A combination of oral medications for the management of BMS (clonazepam, gabapentin, baclofen, and lamotrigine) significantly decreased pain in 38 or 45 patients. The most common adverse effect reported with the medication protocol was drowsiness followed by dizziness and perceived changes in mood. These results suggest that BMS may be treated with lower doses of a combination of medications rather than higher doses of a single medication, which may help to limit adverse effects such as drowsiness or dizziness.
Adv Otorhinolaryngol. 2006, 63:278–287
The formulation for a mouthrinse containing clonazepam 1 mg per 5 ml has been reported. It is hypothesised that clonazepam acts locally to disrupt the mechanism(s) underlying stomatodynia. Topical formulations of gabapentin, ketamine, clonidine, and baclofen have been used to treat chronic neuropathic pain at various bodily sites.
Int J of Pharmaceutical Compounding July/Aug 2005, 9(4):310
Pain 2004 Mar;108(1-2):51-7 (click for abstract)
Pain Med. 2000 Mar;1(1):97-100
Triamcinolone Acetonide Oral Rinse for Treating Oral Lichen Planus
Corticosteroids are the class of drug most commonly used for the treatment of oral lichen planus. Triamcinolone acetonide paste is the most widely available commercial preparation for the treatment of oral lichen planus, but is difficult to apply to mucosa and patients have reported an unpleasant sticky sensation. Delivery of corticosteroids via an oral rinse has the advantage of providing drug contact with the distal, hard-to-reach crevices and surfaces of the oral cavity, which can prevent new eruptions.
The use of a 0.1% triamcinolone acetonide aqueous suspension as an oral rinse in the treatment of symptomatic oral lichen planus has proven to be more effective than the 0.1% dental paste.
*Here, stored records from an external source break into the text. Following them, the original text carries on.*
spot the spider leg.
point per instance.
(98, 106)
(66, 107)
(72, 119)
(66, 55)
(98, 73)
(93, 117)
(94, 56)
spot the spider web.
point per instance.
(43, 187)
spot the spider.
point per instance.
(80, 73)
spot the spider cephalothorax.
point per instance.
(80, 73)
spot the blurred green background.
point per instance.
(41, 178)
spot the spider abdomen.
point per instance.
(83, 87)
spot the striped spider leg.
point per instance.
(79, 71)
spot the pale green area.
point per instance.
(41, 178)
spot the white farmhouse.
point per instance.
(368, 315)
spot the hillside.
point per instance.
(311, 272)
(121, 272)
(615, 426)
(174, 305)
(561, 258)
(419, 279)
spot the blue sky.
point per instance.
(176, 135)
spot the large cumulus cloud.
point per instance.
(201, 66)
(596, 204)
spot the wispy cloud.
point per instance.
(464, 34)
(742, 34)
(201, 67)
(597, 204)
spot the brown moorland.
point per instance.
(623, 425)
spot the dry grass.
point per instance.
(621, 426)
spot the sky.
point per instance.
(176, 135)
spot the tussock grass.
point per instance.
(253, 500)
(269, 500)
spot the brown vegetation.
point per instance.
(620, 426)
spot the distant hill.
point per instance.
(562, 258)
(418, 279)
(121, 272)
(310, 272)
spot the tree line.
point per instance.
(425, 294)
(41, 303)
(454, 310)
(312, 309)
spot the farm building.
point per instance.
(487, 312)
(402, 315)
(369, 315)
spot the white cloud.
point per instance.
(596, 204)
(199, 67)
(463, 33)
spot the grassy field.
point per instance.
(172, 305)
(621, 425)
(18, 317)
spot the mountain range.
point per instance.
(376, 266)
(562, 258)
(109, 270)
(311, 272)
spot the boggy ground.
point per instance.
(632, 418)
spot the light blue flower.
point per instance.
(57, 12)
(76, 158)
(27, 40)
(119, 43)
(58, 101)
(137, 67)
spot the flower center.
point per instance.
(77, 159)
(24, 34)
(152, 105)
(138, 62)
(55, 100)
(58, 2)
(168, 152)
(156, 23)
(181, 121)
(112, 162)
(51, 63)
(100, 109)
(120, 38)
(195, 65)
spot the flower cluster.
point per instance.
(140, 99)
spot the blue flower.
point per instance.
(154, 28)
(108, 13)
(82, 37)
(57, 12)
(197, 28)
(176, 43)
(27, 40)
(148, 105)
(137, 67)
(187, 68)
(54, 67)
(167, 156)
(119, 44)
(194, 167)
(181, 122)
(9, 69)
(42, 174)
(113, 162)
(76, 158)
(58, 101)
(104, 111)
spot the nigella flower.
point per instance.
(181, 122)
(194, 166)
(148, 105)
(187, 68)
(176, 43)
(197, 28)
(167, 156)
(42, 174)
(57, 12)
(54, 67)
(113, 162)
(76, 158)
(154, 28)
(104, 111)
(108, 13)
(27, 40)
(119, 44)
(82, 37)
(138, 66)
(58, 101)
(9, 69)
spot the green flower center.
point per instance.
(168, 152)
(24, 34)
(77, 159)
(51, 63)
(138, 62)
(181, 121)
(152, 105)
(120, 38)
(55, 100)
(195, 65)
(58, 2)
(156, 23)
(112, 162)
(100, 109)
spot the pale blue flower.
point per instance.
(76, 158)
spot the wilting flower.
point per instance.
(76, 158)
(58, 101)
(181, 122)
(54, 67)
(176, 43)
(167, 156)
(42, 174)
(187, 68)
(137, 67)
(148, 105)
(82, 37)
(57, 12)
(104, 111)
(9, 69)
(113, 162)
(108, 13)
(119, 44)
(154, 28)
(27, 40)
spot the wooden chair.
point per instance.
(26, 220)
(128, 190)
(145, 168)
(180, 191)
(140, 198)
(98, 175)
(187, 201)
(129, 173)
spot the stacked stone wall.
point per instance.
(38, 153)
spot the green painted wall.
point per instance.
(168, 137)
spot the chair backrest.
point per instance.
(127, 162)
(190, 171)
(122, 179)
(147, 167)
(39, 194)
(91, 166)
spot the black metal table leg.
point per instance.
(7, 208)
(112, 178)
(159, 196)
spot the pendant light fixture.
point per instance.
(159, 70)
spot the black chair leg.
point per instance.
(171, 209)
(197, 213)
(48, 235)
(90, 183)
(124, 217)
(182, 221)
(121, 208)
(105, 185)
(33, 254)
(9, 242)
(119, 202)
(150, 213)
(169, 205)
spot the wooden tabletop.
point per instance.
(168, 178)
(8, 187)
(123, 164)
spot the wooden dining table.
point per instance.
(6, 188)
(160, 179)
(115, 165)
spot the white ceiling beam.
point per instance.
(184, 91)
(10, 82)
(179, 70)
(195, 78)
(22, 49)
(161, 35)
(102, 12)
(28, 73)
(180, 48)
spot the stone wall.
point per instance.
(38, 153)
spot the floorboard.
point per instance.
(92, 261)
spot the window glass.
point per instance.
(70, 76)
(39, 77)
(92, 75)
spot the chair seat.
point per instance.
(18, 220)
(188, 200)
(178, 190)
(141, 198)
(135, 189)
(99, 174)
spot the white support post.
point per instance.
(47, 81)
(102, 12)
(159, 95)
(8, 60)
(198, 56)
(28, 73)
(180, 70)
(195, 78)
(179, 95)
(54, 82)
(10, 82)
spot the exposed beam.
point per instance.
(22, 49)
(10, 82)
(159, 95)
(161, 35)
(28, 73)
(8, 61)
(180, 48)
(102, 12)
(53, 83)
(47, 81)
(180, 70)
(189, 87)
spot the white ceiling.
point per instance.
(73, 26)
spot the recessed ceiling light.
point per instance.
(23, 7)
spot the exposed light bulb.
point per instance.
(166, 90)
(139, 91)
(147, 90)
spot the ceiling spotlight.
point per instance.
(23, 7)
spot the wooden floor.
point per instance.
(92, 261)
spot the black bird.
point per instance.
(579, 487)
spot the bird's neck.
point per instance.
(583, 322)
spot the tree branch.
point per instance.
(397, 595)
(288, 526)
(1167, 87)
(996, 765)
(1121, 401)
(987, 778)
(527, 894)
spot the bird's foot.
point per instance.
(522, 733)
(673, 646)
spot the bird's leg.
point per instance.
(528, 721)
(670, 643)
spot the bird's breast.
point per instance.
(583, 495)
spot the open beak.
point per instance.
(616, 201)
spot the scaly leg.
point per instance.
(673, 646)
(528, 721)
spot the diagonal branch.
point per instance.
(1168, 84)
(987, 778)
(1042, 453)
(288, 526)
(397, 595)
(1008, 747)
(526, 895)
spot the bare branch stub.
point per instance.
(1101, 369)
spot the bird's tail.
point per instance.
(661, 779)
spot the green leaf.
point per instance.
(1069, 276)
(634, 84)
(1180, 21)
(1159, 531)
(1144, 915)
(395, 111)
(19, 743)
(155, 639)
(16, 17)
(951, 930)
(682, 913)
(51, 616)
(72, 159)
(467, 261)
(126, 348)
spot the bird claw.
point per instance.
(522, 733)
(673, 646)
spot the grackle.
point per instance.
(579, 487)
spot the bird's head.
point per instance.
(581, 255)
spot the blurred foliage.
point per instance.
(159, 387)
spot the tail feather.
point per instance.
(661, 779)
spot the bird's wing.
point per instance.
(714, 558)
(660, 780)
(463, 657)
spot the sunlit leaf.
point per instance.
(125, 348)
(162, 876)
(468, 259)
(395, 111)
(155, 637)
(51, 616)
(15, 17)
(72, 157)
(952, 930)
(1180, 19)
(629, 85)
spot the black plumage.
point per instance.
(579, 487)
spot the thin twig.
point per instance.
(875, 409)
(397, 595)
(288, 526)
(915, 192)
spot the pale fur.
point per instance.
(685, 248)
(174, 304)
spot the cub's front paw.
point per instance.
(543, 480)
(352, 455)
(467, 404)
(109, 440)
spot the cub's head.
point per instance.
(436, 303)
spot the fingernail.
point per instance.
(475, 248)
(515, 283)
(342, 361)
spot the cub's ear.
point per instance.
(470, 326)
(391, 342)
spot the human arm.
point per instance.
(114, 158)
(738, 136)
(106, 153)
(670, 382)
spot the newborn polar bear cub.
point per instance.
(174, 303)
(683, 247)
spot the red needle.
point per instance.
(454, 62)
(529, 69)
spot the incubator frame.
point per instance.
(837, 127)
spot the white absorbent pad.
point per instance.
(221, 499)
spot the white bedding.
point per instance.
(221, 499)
This preparation must be compounded extemporaneously and should not contain flavorings (which stimulate salivation and therefore dilute the preparation in the mouth, decreasing its effectiveness) or preservatives (which may sting or burn the mucosa). Also, researchers have formulated a triamcinolone acetonide solution for use as an oral rinse, which is more convenient to use and more palatable than the commercially available triamcinolone acetonide paste, with similar therapeutic efficacy.
Am J Health-Syst Pharm. 2005;62(5):485-491
Formulation and efficacy of triamcinolone acetonide mouthwash for treating oral lichen planus.